Presse Algérie Nationale: La Cnas a dépensé 40 millions €

Presse Algérie Nationale: La Cnas a dépensé 40 millions €

La Caisse nationale d’assurance sociale algérienne (Cnas) peine à recouvrer ses créances qui s’élèvent au total à 240 milliards de dinars auprès des employeurs.
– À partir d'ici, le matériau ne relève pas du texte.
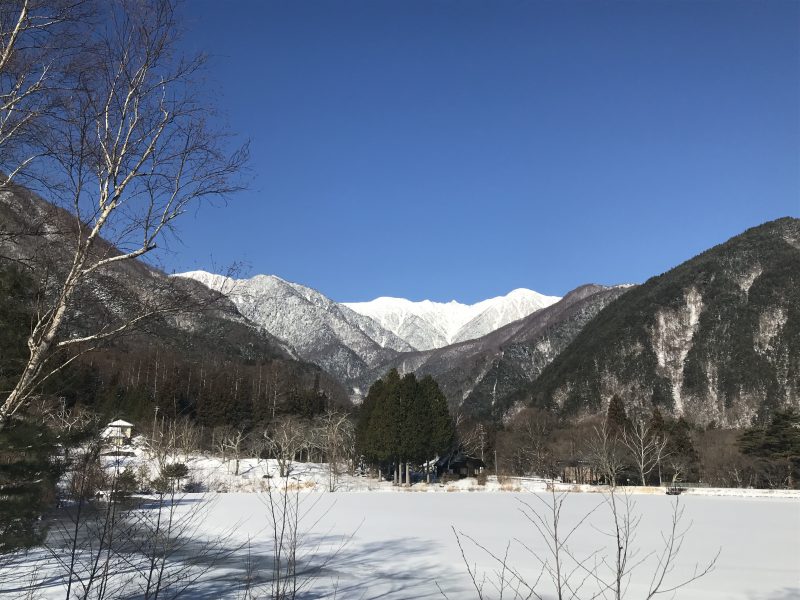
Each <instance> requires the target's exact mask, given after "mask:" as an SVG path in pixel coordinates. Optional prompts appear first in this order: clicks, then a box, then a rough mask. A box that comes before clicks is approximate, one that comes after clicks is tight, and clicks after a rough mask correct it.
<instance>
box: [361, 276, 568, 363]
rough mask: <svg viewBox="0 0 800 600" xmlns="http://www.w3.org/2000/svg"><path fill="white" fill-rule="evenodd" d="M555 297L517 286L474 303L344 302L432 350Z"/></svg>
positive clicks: (463, 338) (517, 316) (395, 301)
mask: <svg viewBox="0 0 800 600" xmlns="http://www.w3.org/2000/svg"><path fill="white" fill-rule="evenodd" d="M558 300H560V298H558V297H556V296H544V295H542V294H539V293H537V292H534V291H532V290H526V289H517V290H513V291H512V292H510V293H509V294H507V295H506V296H498V297H496V298H489V299H488V300H483V301H481V302H477V303H476V304H461V303H459V302H456V301H455V300H453V301H451V302H446V303H444V302H431V301H430V300H423V301H421V302H412V301H410V300H406V299H403V298H386V297H382V298H376V299H375V300H372V301H370V302H350V303H346V304H345V306H347V307H348V308H350V309H352V310H354V311H355V312H357V313H359V314H362V315H365V316H367V317H370V318H371V319H373V320H375V321H376V322H378V323H379V324H380V325H381V327H383V328H385V329H387V330H389V331H391V332H393V333H394V334H395V335H397V336H398V337H399V338H401V339H403V340H405V341H406V342H407V343H408V344H409V345H410V346H412V347H413V348H414V349H416V350H432V349H435V348H442V347H444V346H447V345H450V344H453V343H456V342H461V341H467V340H472V339H477V338H480V337H483V336H484V335H486V334H488V333H490V332H492V331H494V330H496V329H498V328H500V327H502V326H503V325H506V324H508V323H511V322H513V321H517V320H519V319H521V318H523V317H526V316H528V315H529V314H531V313H534V312H536V311H537V310H541V309H542V308H544V307H546V306H550V305H551V304H553V303H555V302H558Z"/></svg>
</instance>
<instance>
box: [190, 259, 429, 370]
mask: <svg viewBox="0 0 800 600" xmlns="http://www.w3.org/2000/svg"><path fill="white" fill-rule="evenodd" d="M179 276H181V277H188V278H191V279H195V280H197V281H200V282H201V283H203V284H205V285H206V286H208V287H209V288H211V289H213V290H216V291H219V292H221V293H223V294H225V295H226V296H228V297H229V298H230V299H231V300H232V301H233V302H234V304H235V305H236V307H237V308H238V309H239V312H241V313H242V315H244V316H245V317H247V318H248V319H250V320H251V321H253V322H254V323H256V324H258V325H260V326H261V327H263V328H264V329H265V330H266V331H267V332H269V333H270V334H272V335H273V336H275V337H277V338H279V339H280V340H282V341H284V342H286V343H287V344H288V345H289V346H290V347H291V348H292V349H293V350H294V351H295V352H296V353H297V354H298V356H301V357H302V358H304V359H305V360H309V361H311V362H314V363H316V364H318V365H319V366H321V367H322V368H324V369H325V370H326V371H328V372H329V373H332V374H333V375H335V376H337V377H339V378H341V379H342V380H343V381H349V380H353V379H357V378H358V377H361V376H362V375H363V374H364V373H365V372H366V371H367V370H368V369H369V368H371V367H374V366H376V365H378V364H380V363H382V362H385V361H386V360H389V359H390V358H391V357H393V356H394V355H396V354H397V352H406V351H410V350H413V348H411V346H409V345H408V344H407V343H406V342H404V341H403V340H401V339H400V338H398V337H397V336H396V335H394V334H393V333H391V332H390V331H387V330H385V329H384V328H382V327H381V326H380V325H379V324H377V323H376V322H375V321H373V320H372V319H370V318H368V317H365V316H363V315H360V314H358V313H356V312H354V311H352V310H350V309H349V308H347V307H346V306H342V305H341V304H338V303H336V302H334V301H333V300H331V299H330V298H327V297H326V296H324V295H323V294H320V293H319V292H317V291H316V290H313V289H311V288H308V287H305V286H302V285H299V284H297V283H291V282H289V281H285V280H283V279H281V278H280V277H276V276H274V275H256V276H255V277H252V278H250V279H232V278H229V277H225V276H222V275H215V274H212V273H207V272H205V271H192V272H189V273H181V274H180V275H179Z"/></svg>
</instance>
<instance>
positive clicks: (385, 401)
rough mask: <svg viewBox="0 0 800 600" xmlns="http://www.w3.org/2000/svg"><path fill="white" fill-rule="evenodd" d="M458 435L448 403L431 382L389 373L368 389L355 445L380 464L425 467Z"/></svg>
mask: <svg viewBox="0 0 800 600" xmlns="http://www.w3.org/2000/svg"><path fill="white" fill-rule="evenodd" d="M454 436H455V430H454V426H453V422H452V419H451V417H450V413H449V411H448V408H447V400H446V398H445V396H444V394H443V393H442V391H441V390H440V389H439V386H438V384H437V383H436V381H434V380H433V378H431V377H425V378H424V379H422V380H417V378H416V376H415V375H414V374H413V373H409V374H407V375H405V376H404V377H403V378H402V379H401V378H400V375H399V374H398V373H397V371H396V370H394V369H393V370H391V371H389V373H387V374H386V375H385V376H384V377H383V379H380V380H378V381H376V382H375V383H374V384H373V385H372V386H371V387H370V389H369V392H368V393H367V397H366V398H365V399H364V402H363V404H362V406H361V410H360V412H359V416H358V422H357V424H356V444H357V447H358V449H359V452H361V453H362V454H363V455H364V456H365V458H367V460H369V461H372V462H377V463H386V462H389V461H391V462H394V463H395V464H399V463H404V462H422V461H425V460H428V459H431V458H433V457H434V456H435V455H436V454H440V453H442V452H445V451H446V450H447V449H448V448H449V447H450V446H451V444H452V442H453V439H454Z"/></svg>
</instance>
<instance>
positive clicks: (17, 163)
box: [0, 0, 93, 233]
mask: <svg viewBox="0 0 800 600" xmlns="http://www.w3.org/2000/svg"><path fill="white" fill-rule="evenodd" d="M92 13H93V11H92V6H91V2H89V1H88V0H5V1H4V2H2V3H0V169H2V171H3V173H2V177H0V189H1V188H3V187H5V186H7V185H8V184H9V183H11V181H12V180H13V179H14V178H15V177H16V176H17V175H18V174H19V173H21V172H24V171H25V169H26V167H28V166H29V165H30V164H31V163H32V162H33V161H35V160H36V159H37V158H40V157H41V156H42V155H43V153H44V149H43V148H42V147H41V145H40V144H39V143H38V141H39V140H40V139H41V136H42V135H43V134H44V133H45V132H46V131H47V128H48V126H52V125H53V124H54V122H53V117H54V116H55V115H54V112H55V111H56V110H57V108H56V97H55V96H56V94H55V91H56V90H57V89H59V87H60V86H62V85H63V83H64V81H63V80H64V75H65V70H67V69H68V64H67V63H68V55H69V53H70V52H73V51H74V50H75V49H76V48H77V46H78V45H79V43H80V38H79V36H78V35H77V34H78V32H79V30H80V27H79V24H81V23H84V24H85V23H87V22H88V20H89V19H90V17H91V16H92ZM6 233H8V232H6Z"/></svg>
La presse Algérie Nationale a annoncé que les cotisations des  institutions étatiques et des entreprises publiques représentent 75% du montant des créances non recouvrées, alors que celles du privé représentent 15%.

Pour renflouer ses caisses, le DG de la CNAS, Melouka Slimane, qui a été invité El Moudjahid Forum le mercredi, a appelé les organismes gouvernementaux, les administrations, les entreprises publiques et privées à l’approche des caisses de sécurité sociale à remplir les cotisations des employés. «Nous encourageons les employeurs à aborder nos compteurs à régulariser leur situation. Nous allons faciliter la procédure de paiement, y compris la fixation de délais pour la régularisation de la situation », a promis Slimane Melouka afin, dit-il, « pour éviter de prendre en otage la santé des citoyens « et » éviter les litiges « . Incidemment, invite quotidien El Moudjahid veut l’exercice 2015 un an de collecte de la dette.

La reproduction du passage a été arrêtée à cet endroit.